Shoot First, Find Out If They're Press Later
The problem, of course, is who's doing the defining of innocent.
It hasn't got that bad in the U.S., yet, although I'm sure Cheney would go into near palpitations if he could have that power. But it is that bad in Iraq, at least based on a story like this one from the Guardian:
American troops in Baghdad yesterday blasted their way into the home of an Iraqi journalist working for the Guardian and Channel 4, firing bullets into the bedroom where he was sleeping with his wife and children.
Ali Fadhil, who two months ago won the Foreign Press Association young journalist of the year award, was hooded and taken for questioning. He was released hours later.

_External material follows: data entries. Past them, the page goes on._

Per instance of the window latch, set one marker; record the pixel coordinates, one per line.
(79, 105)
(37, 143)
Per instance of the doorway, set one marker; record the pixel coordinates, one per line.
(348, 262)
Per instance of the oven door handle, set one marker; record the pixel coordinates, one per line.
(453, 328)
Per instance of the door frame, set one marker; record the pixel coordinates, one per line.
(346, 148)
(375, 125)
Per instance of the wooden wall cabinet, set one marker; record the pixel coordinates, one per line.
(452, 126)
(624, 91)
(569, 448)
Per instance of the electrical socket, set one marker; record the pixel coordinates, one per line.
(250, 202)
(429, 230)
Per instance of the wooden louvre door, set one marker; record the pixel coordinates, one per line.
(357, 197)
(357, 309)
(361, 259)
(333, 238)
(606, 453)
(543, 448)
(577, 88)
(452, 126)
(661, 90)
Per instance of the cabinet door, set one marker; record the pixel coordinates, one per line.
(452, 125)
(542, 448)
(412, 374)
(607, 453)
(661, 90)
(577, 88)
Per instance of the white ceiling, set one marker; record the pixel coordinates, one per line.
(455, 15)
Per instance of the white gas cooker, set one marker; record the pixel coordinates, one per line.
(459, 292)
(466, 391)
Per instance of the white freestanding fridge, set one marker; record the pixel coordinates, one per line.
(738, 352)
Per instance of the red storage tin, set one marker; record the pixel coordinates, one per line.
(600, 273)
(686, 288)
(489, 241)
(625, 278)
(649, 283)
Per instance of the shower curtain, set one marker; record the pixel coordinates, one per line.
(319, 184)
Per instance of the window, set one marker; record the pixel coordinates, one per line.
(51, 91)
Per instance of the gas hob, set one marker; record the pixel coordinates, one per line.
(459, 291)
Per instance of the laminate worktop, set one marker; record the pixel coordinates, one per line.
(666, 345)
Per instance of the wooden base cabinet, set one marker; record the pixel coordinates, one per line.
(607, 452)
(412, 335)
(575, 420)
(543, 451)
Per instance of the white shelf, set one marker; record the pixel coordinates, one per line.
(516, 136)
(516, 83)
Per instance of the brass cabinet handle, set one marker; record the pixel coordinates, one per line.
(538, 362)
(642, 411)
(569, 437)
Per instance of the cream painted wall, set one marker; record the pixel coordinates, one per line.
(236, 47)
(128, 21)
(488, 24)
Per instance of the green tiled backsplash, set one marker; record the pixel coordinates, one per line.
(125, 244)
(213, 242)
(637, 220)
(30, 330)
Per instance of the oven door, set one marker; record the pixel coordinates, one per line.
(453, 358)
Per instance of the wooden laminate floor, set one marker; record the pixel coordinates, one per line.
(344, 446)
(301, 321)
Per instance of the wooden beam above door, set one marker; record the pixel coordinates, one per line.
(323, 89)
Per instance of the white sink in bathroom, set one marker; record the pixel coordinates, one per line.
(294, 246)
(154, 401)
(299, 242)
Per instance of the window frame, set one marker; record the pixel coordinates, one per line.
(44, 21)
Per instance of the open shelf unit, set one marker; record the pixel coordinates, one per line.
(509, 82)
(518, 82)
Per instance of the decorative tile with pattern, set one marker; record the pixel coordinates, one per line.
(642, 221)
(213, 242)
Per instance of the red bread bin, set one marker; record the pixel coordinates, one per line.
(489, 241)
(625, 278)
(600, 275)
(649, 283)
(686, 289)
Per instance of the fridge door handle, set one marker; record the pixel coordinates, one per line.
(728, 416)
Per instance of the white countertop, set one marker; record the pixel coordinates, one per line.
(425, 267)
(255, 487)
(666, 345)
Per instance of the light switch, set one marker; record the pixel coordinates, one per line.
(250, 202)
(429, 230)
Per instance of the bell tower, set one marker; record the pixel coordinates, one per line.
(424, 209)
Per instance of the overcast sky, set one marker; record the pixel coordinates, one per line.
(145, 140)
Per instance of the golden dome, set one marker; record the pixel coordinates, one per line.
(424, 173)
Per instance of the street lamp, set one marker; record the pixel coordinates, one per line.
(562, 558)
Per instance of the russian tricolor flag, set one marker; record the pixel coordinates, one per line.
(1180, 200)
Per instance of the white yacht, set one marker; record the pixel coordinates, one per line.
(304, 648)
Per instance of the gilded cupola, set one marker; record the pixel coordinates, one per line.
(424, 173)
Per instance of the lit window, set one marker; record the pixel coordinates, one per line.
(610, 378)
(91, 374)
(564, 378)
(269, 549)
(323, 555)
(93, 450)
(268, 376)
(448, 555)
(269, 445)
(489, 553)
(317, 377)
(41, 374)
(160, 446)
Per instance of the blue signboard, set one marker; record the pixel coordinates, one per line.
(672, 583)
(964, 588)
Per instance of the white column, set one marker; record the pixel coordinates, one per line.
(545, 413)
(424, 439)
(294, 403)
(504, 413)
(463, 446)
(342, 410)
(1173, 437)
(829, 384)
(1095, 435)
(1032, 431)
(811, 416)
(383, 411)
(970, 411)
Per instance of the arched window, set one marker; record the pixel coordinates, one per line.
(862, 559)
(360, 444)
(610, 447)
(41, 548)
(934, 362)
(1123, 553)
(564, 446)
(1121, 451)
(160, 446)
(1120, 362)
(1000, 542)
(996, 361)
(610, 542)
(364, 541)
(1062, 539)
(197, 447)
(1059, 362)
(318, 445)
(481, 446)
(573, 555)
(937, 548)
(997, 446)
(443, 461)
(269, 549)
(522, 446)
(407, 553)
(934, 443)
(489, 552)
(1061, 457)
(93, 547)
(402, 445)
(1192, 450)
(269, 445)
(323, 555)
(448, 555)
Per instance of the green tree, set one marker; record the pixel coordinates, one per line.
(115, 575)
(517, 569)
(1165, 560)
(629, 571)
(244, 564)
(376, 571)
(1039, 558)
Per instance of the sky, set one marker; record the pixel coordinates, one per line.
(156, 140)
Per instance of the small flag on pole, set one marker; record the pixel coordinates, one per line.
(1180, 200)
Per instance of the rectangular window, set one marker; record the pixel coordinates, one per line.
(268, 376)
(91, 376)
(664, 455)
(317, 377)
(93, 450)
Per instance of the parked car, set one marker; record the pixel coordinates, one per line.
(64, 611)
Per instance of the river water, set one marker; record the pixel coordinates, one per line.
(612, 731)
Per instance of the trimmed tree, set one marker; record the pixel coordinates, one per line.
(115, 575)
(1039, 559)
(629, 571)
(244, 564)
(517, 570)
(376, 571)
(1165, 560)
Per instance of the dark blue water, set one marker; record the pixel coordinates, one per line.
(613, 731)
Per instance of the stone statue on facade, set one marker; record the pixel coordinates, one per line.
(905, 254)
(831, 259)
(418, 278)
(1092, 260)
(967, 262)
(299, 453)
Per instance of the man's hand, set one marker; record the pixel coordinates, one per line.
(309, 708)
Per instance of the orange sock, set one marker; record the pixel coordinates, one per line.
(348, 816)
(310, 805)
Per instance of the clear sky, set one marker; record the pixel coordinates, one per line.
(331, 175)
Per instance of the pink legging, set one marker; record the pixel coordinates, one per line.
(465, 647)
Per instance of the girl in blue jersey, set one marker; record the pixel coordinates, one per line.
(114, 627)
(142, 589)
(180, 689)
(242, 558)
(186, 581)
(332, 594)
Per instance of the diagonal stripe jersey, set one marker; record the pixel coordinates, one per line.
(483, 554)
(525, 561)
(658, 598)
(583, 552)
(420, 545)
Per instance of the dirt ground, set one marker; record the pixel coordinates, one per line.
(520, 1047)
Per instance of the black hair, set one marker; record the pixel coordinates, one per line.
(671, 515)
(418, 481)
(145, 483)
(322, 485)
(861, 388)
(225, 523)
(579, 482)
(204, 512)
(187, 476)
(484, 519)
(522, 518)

That surely sounds like democracy on the march, doesn't it? Innocent man, sleeping, with his family, in his home. Bullets. Hood. Questioning. Guess he forgot to keep the little tag that reads "press" slipped into the band of his fedora.
Dr Fadhil is working with Guardian Films on an investigation for Channel 4's Dispatches programme into claims that tens of millions of dollars worth of Iraqi funds held by the Americans and British have been misused or misappropriated.
Purely a coincidence. There had to be some reason they burst into his home beyond he was working on some real journalism that wouldn't make the U.S. look good.
The troops told Dr Fadhil that they were looking for an Iraqi insurgent...
I guess random firing into an apartment is the best way to bring down an Iraqi insurgent--sort of like tapping 100s of phones hoping to nail one suspicious call.
and seized video tapes he had shot for the programme. These have not yet been returned.
I sure bet those tapes are coming back. Or maybe they will, for NPR's Morning Edition ran an interview with Ali Fadhil today that included the revelations that:
1) he was released outside the Green Zone close to the very dangerous airport (not sure why they couldn't take him back home directly--guess they have mileage limitations);
2) three other neighbors were arrested, if that's the term for being shanghaied, and they remained in jail;
3) he was given $1000 for his house damages and $500 for his detention time;
4) his neighbors, whose homes were more badly damaged, got zip.
So, is $1500 the going rate to keep quiet in Baghdad? Fadhil is quoted as saying he did believe it was a case of mistaken identity. But what would you say? You might not like bullets blasting over your sleeping children's heads and figure it was time to make nice.